Monday, March 28, 2011

Homemade Gnocchi

This one is really from Food Network, but I made it and loved it and its going to be a repeat occasion for sure.  Mario Batali is a star chef for a reason, folks!  Trust me, this is totally worth not buying them at the store--they're lighter and more tender and not so dense and dried out like store bought.  So here we go, I hope you like them as much as we did.


3 lbs potatoes, peeled and quartered
2 c flour
pinch of salt
1 egg
1/2 c vegetable oil
extra flour for kneading

Boil potatoes in salted water til very soft.  Drain, and then run them through a food mill or potato ricer (prevents lumps and makes them smoother, which means smoother dough) into a large mixing bowl.  Make a well in the potatoes and sprinkle the 2 cups of all purpose flour over the potatoes, and then add the egg and the oil.  Mix with a fork til soft dough forms, and then move to a well floured pastry board to knead.  Gently knead more flour into it til it becomes firm and not sticky, about 4 minutes.  Divide into 8 small balls of dough and then roll each ball of dough into a rope.  Cut the rope into 1 inch pieces and then roll them on the back of a fork to mark them. Place on a baking sheet dusted with flour.  Recipe makes about 3 lbs of gnocchi, or 12 servings.

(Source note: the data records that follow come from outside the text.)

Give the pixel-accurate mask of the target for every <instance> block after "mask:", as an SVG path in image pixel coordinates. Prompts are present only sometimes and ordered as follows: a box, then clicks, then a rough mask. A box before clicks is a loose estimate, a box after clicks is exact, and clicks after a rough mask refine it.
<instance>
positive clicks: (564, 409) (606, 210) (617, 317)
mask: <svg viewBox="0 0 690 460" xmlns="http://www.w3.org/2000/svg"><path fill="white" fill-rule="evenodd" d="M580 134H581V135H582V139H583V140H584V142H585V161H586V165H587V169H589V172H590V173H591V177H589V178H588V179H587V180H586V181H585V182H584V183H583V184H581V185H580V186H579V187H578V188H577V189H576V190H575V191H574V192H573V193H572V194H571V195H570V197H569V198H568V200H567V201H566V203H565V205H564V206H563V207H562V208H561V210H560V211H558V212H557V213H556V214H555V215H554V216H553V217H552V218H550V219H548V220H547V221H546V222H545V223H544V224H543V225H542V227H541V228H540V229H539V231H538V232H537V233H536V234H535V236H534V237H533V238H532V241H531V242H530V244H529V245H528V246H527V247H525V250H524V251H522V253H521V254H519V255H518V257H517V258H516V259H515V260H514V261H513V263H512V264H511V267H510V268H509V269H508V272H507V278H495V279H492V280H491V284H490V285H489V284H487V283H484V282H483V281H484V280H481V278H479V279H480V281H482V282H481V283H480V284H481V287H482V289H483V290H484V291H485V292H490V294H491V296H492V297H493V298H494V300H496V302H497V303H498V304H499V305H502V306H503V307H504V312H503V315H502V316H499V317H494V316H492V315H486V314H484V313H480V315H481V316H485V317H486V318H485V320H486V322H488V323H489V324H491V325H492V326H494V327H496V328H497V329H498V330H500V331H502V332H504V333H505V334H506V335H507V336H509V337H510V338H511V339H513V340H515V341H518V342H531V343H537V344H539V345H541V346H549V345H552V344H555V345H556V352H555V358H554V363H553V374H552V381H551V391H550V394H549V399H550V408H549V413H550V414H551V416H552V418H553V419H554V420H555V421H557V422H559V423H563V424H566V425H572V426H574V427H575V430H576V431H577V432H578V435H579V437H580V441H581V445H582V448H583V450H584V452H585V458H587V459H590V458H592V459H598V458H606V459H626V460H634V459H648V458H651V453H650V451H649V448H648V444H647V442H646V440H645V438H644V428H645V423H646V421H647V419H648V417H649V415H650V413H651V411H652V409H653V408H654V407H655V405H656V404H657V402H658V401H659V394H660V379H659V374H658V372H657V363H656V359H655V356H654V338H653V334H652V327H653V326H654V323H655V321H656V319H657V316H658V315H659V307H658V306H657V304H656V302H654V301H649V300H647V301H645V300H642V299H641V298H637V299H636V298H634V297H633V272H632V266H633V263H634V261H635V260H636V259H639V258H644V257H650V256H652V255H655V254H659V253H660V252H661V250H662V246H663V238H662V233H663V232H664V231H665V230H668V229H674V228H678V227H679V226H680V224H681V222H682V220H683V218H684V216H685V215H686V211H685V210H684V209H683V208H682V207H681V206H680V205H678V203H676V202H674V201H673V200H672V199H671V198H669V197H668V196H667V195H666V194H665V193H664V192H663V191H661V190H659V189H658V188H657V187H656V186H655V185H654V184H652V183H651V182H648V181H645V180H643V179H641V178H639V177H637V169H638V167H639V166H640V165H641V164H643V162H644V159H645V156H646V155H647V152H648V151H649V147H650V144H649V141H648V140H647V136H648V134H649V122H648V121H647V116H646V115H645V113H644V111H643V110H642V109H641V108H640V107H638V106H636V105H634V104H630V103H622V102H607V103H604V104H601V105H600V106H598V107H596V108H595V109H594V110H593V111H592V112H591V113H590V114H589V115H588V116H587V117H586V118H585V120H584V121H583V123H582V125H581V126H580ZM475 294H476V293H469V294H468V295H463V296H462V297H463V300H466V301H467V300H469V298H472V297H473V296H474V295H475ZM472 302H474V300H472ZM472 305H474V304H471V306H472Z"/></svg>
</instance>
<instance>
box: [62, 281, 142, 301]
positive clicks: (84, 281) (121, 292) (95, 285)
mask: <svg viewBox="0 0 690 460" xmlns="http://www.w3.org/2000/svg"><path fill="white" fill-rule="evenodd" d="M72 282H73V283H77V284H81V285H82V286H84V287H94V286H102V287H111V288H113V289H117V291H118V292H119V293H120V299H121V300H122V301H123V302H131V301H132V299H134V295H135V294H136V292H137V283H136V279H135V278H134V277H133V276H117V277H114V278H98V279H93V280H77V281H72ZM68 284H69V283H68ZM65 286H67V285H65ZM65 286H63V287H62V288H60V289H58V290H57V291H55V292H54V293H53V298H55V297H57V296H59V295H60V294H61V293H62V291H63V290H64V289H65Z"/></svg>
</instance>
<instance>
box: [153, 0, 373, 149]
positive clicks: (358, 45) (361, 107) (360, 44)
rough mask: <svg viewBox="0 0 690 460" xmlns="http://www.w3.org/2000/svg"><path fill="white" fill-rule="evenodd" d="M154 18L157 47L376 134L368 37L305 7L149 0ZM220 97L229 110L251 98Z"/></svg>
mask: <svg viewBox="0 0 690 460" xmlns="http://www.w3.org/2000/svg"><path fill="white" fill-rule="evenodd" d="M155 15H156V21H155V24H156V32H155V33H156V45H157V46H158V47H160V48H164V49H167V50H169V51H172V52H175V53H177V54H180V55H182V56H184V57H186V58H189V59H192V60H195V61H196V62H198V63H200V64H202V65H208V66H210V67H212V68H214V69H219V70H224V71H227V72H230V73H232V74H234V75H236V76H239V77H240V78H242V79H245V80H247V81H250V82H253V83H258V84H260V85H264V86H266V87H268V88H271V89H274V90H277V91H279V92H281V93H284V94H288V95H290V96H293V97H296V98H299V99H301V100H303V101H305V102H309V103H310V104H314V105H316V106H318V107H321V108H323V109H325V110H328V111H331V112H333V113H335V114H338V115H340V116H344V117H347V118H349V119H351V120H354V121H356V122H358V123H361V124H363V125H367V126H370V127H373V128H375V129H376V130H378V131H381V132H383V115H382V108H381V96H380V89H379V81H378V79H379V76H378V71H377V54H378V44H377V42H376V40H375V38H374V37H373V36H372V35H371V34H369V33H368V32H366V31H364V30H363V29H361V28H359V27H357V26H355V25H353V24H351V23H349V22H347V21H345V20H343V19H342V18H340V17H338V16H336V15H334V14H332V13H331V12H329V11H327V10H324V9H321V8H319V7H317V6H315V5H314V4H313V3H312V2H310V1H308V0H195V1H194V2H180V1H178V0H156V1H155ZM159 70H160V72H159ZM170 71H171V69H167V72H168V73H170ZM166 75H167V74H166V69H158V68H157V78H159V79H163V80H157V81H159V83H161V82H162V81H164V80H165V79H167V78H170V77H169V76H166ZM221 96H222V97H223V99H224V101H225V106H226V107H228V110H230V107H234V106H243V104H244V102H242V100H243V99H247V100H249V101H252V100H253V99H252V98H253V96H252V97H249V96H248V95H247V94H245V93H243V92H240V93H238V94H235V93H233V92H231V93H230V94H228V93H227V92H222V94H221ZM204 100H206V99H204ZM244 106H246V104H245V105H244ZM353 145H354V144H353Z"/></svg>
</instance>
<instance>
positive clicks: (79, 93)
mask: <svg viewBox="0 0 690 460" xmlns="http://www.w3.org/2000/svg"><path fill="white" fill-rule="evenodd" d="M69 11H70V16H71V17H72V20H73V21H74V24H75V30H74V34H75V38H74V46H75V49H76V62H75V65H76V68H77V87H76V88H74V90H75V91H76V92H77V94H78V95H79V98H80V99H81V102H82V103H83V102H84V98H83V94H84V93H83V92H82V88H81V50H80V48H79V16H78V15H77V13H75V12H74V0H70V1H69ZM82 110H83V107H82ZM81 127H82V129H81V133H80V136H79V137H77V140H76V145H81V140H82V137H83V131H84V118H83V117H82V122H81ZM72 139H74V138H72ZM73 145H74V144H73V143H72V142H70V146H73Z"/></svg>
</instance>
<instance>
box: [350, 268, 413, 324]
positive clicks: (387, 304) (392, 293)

We cooked a bit of it tonight and froze the rest for later on the cookie sheets.  Once they are frozen solid you can move them from the cookie sheets to separate bags.  You'll want to freeze them on the sheet to keep them from sticking together and forming a large ball of dough instead of lots of little dumplings.

Serving Suggestion:  Bring a pot of water to a boil.  Drop in gnocchi and cook til they float to the top, about 3-4 minutes.  Drain.  Saute some sliced mushrooms in a bit of butter.  Add cooked gnocchi to mushrooms and continue to cook with the mushrooms.  Add some pesto and stir til combined and heated through.  Serve with parmesan cheese on top.  You'll love it!


  1. Ok, I am SO intimidated by homemade gnocchi, but the way you describe it makes it sound easy. Guess I'll be making homemade gnocchi and pesto. I've always wanted to do that too. Except them I'm left with TONS of sauce and no one except me who eats it. Can you freeze pesto? I know it has lots of olive oil and I heard if something has cheese in it (the Parmesan) you shouldn't freeze it. HELP.

  2. Yes, you can freeze pesto. And gnocchi. Just make sure when you freeze the gnocchi you do it on a cookie sheet so they don't stick together. then transfer them to a back once frozen solid. My grandma makes pesto in large quanities usually about once a year and freezes them in half pint quantities, which is enough for one pound of pasta, and then thaws and uses it as needed throughout the year.

  3. sorry I just caught my typo...its supposed to say transfer the gnocchi to a bag, not a anyway, I hope that helps all of you with phobias of freezing things.